LEARN ABOUT: Product Survey Questions
Things to consider before deploying a community questionnaire
Two things to consider before deploying a community survey, that is critical to dependable research responses and repeated surveying are:
- The breadth of the survey
A large community without the breadth of audience types is like doing market research with tunneled vision. Audience reach has a direct bearing on the ability to effectively field a research study (also known as feasibility) and on tapping into low-incidence audiences. Large communities or panels better represent particular, hard-to-find audiences – such as vets or contractors.

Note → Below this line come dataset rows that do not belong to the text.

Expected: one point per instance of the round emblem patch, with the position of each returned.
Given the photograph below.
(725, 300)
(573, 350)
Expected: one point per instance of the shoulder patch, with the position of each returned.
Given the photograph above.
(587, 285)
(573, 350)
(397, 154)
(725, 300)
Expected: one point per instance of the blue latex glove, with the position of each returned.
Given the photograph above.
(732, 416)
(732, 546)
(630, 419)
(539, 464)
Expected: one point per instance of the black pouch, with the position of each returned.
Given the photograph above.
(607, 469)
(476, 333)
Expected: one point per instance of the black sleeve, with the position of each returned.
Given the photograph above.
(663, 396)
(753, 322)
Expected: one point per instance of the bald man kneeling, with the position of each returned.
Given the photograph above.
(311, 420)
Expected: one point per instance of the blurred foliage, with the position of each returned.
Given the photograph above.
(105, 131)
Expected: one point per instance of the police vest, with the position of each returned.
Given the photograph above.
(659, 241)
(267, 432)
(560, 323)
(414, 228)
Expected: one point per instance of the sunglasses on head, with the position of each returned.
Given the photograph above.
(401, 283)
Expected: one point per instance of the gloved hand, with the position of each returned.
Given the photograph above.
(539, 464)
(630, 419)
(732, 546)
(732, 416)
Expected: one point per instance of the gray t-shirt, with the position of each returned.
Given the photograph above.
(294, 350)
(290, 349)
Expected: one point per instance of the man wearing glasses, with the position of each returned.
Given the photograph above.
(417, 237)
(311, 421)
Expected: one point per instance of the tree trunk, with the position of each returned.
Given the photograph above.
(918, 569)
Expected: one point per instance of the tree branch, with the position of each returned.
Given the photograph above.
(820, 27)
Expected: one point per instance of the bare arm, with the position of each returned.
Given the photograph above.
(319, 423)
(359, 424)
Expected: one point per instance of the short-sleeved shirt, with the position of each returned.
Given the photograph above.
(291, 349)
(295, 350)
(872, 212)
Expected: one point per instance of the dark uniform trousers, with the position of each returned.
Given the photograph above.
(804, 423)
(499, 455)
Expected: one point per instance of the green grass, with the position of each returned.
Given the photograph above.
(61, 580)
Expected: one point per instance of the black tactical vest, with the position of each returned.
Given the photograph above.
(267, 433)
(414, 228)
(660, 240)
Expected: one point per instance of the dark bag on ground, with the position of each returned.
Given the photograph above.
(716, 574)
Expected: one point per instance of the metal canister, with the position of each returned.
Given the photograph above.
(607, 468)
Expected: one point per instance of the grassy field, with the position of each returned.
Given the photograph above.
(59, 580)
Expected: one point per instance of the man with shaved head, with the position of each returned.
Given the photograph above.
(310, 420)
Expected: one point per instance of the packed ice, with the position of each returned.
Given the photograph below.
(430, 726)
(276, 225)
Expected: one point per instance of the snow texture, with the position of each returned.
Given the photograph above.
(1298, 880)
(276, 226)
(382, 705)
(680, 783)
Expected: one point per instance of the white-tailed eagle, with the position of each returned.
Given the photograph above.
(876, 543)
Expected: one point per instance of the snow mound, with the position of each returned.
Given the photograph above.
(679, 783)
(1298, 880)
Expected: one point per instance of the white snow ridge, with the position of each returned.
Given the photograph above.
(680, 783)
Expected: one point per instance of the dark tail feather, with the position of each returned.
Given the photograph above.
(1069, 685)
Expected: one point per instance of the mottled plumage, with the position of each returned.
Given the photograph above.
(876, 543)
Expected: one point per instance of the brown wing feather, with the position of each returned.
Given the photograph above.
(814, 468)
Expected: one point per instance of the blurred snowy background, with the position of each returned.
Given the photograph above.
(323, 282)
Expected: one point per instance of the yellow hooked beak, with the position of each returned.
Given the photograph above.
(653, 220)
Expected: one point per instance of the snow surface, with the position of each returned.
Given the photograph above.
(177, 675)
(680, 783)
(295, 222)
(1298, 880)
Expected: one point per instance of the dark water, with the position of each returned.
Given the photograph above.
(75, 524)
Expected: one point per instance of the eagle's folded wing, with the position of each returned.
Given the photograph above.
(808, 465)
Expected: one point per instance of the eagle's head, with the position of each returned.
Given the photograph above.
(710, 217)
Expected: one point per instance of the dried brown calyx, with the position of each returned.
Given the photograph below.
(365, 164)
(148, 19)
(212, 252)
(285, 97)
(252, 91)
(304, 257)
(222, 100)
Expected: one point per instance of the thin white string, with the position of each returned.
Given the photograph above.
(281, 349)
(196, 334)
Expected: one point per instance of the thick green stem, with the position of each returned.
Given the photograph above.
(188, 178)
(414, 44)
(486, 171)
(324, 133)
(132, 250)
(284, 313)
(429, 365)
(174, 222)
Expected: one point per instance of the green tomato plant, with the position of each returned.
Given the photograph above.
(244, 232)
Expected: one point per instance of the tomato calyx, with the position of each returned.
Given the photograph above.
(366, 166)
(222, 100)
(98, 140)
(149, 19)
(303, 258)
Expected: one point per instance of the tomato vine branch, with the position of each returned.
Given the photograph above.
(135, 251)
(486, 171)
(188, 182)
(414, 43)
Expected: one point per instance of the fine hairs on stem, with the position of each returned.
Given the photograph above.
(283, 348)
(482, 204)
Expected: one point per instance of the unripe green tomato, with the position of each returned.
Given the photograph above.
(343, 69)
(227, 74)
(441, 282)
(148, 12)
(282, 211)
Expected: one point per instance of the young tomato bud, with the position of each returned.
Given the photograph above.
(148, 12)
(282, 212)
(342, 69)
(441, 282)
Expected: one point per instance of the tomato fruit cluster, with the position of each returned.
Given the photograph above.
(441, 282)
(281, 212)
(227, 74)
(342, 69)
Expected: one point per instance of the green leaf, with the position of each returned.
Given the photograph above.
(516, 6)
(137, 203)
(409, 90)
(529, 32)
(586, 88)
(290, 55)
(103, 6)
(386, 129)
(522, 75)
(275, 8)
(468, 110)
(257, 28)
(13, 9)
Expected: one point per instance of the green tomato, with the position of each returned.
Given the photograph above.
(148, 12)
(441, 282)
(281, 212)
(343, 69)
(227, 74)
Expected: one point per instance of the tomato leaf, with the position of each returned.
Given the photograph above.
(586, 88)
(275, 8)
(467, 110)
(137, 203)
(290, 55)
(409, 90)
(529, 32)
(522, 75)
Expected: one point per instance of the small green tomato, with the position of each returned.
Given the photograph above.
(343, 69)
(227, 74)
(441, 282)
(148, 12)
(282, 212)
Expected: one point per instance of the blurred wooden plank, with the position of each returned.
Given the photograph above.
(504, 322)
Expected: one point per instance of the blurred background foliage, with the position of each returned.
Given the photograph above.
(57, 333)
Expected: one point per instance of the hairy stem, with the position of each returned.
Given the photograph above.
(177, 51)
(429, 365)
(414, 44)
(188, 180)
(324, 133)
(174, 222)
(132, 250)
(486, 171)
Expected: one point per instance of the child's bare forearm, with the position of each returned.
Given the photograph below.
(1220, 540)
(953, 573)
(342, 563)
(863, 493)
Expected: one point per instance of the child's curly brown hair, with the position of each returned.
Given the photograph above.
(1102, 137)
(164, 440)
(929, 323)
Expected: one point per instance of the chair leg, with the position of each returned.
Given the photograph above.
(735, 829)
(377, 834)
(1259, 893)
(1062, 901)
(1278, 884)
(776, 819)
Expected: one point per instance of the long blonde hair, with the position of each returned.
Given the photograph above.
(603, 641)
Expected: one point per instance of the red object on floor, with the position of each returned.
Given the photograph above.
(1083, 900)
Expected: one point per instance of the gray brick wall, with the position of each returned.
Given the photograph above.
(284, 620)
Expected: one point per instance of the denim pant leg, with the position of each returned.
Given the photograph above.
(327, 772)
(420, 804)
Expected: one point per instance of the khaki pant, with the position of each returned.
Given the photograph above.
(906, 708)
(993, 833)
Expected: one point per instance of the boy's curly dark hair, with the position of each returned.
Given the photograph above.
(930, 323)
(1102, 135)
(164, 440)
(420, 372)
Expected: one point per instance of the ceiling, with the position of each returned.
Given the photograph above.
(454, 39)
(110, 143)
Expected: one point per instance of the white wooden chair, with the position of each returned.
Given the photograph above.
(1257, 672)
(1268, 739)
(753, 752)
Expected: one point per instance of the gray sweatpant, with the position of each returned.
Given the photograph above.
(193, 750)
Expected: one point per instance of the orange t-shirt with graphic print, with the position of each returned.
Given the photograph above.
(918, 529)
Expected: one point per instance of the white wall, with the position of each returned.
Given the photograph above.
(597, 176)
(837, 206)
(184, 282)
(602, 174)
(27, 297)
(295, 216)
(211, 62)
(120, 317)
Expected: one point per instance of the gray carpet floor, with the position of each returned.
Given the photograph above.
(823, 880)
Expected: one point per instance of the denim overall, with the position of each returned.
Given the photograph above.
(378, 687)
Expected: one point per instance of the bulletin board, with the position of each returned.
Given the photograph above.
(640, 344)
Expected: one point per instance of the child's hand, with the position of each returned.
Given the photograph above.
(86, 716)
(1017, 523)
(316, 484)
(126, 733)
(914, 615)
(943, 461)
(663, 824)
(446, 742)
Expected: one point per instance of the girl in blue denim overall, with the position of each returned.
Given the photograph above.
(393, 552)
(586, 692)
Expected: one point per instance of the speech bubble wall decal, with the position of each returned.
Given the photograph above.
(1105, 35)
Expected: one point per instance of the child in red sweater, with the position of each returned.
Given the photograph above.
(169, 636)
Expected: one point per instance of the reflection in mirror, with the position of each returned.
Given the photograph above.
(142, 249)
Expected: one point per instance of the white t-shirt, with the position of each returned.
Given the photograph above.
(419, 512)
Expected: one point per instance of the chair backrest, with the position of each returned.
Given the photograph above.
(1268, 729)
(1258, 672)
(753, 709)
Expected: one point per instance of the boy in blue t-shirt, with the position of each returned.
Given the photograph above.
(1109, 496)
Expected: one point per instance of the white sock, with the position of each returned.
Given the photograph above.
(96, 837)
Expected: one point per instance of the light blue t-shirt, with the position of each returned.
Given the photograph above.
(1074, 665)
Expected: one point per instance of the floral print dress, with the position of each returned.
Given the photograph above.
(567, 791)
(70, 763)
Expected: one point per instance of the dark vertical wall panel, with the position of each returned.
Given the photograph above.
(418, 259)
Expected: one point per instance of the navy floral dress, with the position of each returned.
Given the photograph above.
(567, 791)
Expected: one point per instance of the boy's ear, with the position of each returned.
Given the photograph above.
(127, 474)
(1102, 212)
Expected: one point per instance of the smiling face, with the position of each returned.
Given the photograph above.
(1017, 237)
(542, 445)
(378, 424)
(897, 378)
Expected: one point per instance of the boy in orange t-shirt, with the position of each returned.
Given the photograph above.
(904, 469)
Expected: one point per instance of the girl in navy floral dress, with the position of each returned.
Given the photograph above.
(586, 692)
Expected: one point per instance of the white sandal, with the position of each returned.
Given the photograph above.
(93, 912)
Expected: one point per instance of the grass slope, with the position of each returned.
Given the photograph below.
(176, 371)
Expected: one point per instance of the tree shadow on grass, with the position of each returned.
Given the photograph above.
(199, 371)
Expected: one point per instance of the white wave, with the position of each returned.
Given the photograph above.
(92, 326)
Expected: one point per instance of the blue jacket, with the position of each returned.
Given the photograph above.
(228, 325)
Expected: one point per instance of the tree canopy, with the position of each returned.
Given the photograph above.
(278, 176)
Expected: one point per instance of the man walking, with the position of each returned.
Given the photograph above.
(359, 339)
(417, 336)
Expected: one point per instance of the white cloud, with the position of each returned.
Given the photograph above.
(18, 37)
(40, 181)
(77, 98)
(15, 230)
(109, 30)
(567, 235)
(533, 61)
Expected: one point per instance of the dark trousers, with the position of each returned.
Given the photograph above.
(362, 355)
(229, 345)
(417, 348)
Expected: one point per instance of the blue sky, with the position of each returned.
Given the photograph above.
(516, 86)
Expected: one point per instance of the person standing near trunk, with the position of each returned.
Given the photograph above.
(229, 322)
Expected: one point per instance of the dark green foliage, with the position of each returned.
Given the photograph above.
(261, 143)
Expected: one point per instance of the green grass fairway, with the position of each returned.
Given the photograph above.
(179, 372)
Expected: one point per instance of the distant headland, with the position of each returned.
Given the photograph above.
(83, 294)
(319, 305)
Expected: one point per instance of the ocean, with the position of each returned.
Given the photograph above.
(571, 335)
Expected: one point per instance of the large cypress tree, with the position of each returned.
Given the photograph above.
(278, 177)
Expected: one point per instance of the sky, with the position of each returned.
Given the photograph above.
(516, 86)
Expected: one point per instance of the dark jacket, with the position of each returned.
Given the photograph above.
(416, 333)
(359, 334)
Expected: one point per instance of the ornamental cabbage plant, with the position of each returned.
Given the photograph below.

You can control audience types across a single community – the ability to source different audience types across different sourcing methodologies – provides the variety and breadth needed within a first-party asset to collect accurate data.
- The depth of the survey
If you are looking for high engagement for a study that requires the audience to have niche knowledge or experience already, the recruitment process has to be explicitly tailored so that you can augment the member profiles with these attributes. If this is not possible when you run longitudinal community surveys, you can expand your current member information. These additional member attributes can be used to select the target member list to ensure you only field surveys to the members who are relevant to that study.